# Batch Audio Analysis

This notebook demonstrates how to perform batch analysis on multiple audio files using the CTC-SpeechRefinement package. We'll explore techniques for analyzing a collection of audio files, comparing their characteristics, and generating summary reports.

## Setup

First, let's import the necessary libraries and set up the environment.

In [None]:
# Add the project root to the Python path
import sys
import os
sys.path.append(os.path.abspath('..'))

# Import libraries
import numpy as np
import matplotlib.pyplot as plt
import librosa
import librosa.display
import pandas as pd
import seaborn as sns
from IPython.display import Audio, display, HTML
import glob
from pathlib import Path
from tqdm.notebook import tqdm

# Import from the project
from ctc_speech_refinement.core.preprocessing.audio import preprocess_audio
from ctc_speech_refinement.core.eda.descriptive_stats import analyze_descriptive_stats, batch_analyze_descriptive_stats
from ctc_speech_refinement.core.eda.time_domain import analyze_time_domain, batch_analyze_time_domain
from ctc_speech_refinement.core.eda.frequency_domain import analyze_frequency_domain, batch_analyze_frequency_domain
from ctc_speech_refinement.core.eda.pitch_timbre import analyze_pitch_timbre, batch_analyze_pitch_timbre
from ctc_speech_refinement.core.eda.anomaly_detection import analyze_anomalies, batch_analyze_anomalies
from ctc_speech_refinement.core.utils.file_utils import get_audio_files

# Set up plotting
plt.style.use('seaborn-v0_8-whitegrid')
plt.rcParams['figure.figsize'] = (12, 6)
plt.rcParams['figure.dpi'] = 100

## 1. Load Multiple Audio Files

Let's load multiple audio files from a directory.

In [None]:
# Define the path to the directory containing audio files
audio_dir = "../data/test1"  # Update this path to your audio directory

# Get list of audio files
audio_files = get_audio_files(audio_dir)

# Print the list of audio files
print(f"Found {len(audio_files)} audio files:")
for file in audio_files:
    print(f"- {file}")

In [None]:
# Load audio files
audio_data_dict = {}
for file in tqdm(audio_files, desc="Loading audio files"):
    try:
        audio_data, sample_rate = librosa.load(file, sr=None)
        audio_data_dict[file] = (audio_data, sample_rate)
    except Exception as e:
        print(f"Error loading {file}: {str(e)}")
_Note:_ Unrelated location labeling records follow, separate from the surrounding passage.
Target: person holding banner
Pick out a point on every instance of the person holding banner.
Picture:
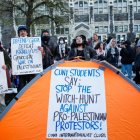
(26, 78)
(48, 58)
(81, 50)
(7, 67)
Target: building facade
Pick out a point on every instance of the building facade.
(86, 17)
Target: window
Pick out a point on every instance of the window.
(116, 28)
(106, 29)
(125, 28)
(100, 6)
(80, 3)
(101, 29)
(66, 30)
(96, 29)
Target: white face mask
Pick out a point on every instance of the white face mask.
(61, 41)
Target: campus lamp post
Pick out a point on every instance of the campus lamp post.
(130, 35)
(111, 16)
(91, 4)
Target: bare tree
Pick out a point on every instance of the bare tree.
(29, 9)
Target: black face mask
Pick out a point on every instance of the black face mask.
(45, 38)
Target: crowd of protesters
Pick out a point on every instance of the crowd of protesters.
(53, 51)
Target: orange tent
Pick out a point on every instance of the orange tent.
(26, 117)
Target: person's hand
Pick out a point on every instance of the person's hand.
(42, 50)
(4, 67)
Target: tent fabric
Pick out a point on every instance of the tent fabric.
(26, 116)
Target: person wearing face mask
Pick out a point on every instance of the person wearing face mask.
(81, 50)
(61, 50)
(25, 78)
(48, 47)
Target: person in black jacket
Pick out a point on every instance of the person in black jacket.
(49, 49)
(26, 78)
(81, 50)
(127, 58)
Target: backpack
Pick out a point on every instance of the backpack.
(137, 62)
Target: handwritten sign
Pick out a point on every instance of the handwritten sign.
(77, 104)
(3, 78)
(26, 58)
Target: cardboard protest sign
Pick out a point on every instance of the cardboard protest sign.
(26, 57)
(77, 104)
(79, 88)
(3, 78)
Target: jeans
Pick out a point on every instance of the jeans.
(127, 68)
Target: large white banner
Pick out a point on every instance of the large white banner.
(26, 58)
(3, 78)
(77, 104)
# Print basic information about each audio file
print("\nAudio file information:")
for file, (audio_data, sample_rate) in audio_data_dict.items():
    duration = len(audio_data) / sample_rate
    print(f"- {os.path.basename(file)}: {sample_rate} Hz, {duration:.2f} seconds, {len(audio_data)} samples")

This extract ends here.